It's been a while since we've run a technical post here on the blog. I recently ran across a problem that seems to be quite common amongst iPhone game developers, so I thought I'd do a quick post on it: using IMA4 (ADPCM) audio encoding on the iPhone/iPod Touch.
IMA-ADPCM is a compression standard defined by the Interactive Multimedia Association that gets you 4:1 compression on 16-bit audio files. It's supported natively by the iPhone — but only using certain APIs.
In particular, it's not supported by OpenAL, which is a shame, because OpenAL is the easiest way to get fast multitrack positional audio on the iPhone. If you're writing games with sound on the iPhone, you're probably using OpenAL to do it.
Well, I wanted to compress the audio in Hexterity, to make it a smaller, quicker download, and to take up less space on people's iPhones. The lack of OpenAL support for compressed audio stopped me, but I've been revisiting the topic this week — both because I may add it to a future Hexterity update, and because I need it for another project.
Note: I'm going to assume in this article that you already have OpenAL audio playback working on the iPhone with uncompressed PCM data.

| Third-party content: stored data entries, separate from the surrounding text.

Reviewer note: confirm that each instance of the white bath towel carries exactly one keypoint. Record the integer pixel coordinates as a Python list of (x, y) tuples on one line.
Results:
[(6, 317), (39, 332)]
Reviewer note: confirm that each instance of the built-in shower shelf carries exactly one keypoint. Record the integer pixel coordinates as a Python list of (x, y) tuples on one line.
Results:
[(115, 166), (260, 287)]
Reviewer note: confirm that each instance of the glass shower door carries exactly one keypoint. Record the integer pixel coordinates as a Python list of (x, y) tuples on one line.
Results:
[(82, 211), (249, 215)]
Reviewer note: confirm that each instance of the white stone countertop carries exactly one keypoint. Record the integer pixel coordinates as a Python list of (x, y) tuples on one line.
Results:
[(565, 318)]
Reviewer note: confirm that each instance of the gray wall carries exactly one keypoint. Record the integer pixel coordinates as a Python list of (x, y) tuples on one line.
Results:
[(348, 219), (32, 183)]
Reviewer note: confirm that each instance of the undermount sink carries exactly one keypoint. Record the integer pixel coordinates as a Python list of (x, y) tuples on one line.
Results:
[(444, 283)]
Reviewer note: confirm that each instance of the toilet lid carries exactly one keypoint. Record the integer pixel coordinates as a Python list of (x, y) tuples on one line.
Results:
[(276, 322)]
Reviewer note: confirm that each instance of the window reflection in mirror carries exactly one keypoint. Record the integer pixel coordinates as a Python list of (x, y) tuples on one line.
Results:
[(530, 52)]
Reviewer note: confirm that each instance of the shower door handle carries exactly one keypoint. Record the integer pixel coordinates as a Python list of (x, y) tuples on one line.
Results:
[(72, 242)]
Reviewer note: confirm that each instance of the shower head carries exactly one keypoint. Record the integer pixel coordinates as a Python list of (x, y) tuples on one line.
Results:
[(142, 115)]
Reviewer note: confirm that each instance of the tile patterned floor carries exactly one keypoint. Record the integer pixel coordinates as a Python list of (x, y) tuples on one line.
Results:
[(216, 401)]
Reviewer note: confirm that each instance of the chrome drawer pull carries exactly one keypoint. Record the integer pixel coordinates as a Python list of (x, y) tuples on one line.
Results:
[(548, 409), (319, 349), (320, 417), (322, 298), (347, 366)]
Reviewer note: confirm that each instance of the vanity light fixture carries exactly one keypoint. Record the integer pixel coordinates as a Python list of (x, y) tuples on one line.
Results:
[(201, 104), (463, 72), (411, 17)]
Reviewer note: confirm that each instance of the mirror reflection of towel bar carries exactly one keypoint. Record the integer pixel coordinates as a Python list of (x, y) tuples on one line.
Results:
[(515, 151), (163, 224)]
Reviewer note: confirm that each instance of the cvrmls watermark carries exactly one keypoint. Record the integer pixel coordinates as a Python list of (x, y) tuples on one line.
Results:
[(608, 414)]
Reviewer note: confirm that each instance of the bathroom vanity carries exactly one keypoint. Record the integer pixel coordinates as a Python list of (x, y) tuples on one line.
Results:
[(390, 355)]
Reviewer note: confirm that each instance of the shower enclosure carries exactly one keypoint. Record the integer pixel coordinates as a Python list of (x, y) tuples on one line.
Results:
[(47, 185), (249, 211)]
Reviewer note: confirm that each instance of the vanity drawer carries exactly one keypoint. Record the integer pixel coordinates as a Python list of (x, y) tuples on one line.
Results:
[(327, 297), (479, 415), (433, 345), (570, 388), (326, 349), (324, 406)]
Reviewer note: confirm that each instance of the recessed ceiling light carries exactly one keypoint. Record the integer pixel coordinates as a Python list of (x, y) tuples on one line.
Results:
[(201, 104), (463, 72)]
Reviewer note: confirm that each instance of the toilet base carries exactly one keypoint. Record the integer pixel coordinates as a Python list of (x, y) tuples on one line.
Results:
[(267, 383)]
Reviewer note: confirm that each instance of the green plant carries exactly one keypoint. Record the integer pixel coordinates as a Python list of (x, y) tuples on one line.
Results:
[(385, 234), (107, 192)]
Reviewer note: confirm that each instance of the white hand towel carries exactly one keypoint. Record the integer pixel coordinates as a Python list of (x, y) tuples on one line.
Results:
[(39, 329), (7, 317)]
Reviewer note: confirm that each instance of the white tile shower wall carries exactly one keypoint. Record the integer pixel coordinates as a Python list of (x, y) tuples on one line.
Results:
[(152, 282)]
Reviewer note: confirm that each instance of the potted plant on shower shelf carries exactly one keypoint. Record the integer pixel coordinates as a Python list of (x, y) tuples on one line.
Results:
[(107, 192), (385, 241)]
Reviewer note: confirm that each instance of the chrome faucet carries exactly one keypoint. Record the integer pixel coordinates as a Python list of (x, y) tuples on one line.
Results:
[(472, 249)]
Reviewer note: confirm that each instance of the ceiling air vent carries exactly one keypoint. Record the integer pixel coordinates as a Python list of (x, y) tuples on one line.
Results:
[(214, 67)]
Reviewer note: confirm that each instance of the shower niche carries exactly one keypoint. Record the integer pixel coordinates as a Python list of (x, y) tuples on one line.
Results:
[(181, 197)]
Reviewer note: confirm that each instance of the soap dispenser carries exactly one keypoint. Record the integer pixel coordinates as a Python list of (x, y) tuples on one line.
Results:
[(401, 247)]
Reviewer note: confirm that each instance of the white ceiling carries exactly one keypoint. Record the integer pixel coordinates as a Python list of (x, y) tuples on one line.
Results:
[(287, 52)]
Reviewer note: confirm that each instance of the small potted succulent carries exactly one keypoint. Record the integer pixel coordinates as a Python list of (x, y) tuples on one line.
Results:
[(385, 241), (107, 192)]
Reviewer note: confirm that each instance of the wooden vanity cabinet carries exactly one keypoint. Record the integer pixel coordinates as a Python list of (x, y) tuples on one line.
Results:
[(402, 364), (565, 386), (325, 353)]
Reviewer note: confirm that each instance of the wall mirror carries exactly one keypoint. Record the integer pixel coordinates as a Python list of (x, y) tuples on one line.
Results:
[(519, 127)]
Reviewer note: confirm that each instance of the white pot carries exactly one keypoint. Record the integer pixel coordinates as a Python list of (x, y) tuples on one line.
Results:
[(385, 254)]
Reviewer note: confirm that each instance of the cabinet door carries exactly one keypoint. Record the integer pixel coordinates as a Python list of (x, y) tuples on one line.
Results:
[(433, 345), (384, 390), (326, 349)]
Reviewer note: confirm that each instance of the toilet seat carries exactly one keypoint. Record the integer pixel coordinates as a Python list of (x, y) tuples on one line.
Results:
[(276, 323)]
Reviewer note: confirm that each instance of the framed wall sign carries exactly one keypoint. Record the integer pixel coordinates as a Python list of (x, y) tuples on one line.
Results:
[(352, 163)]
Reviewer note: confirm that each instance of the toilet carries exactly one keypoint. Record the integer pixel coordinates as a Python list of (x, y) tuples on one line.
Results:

Perhaps you've written your own, or perhaps you're using the SoundEngine code from the CrashLanding demo. If you're using SoundEngine, I should warn you that last time I checked, it was full of memory leaks and other bugs and isn't recommended for use in production.
It tends to be known as ADPCM in the Windows world, and that's what we knew it as back at Mucky Foot, when Tom put support for it into Startopia. In the Mac world, IMA4 seems to be the preferred name, and what I'll call it for the rest of this article. But it's the same stuff either way, although some of the "magic numbers" may vary slightly from platform to platform.
The system relies on the fact that most audio data is somewhat predictable, being to some extent a smooth wave shape. Instead of storing a series of samples, it predicts what the next sample should be, finds the difference between that and the real value, then uses lookup tables to compress that delta to just 4 bits for each 16-bit signed integer sample, getting us our 4:1 compression.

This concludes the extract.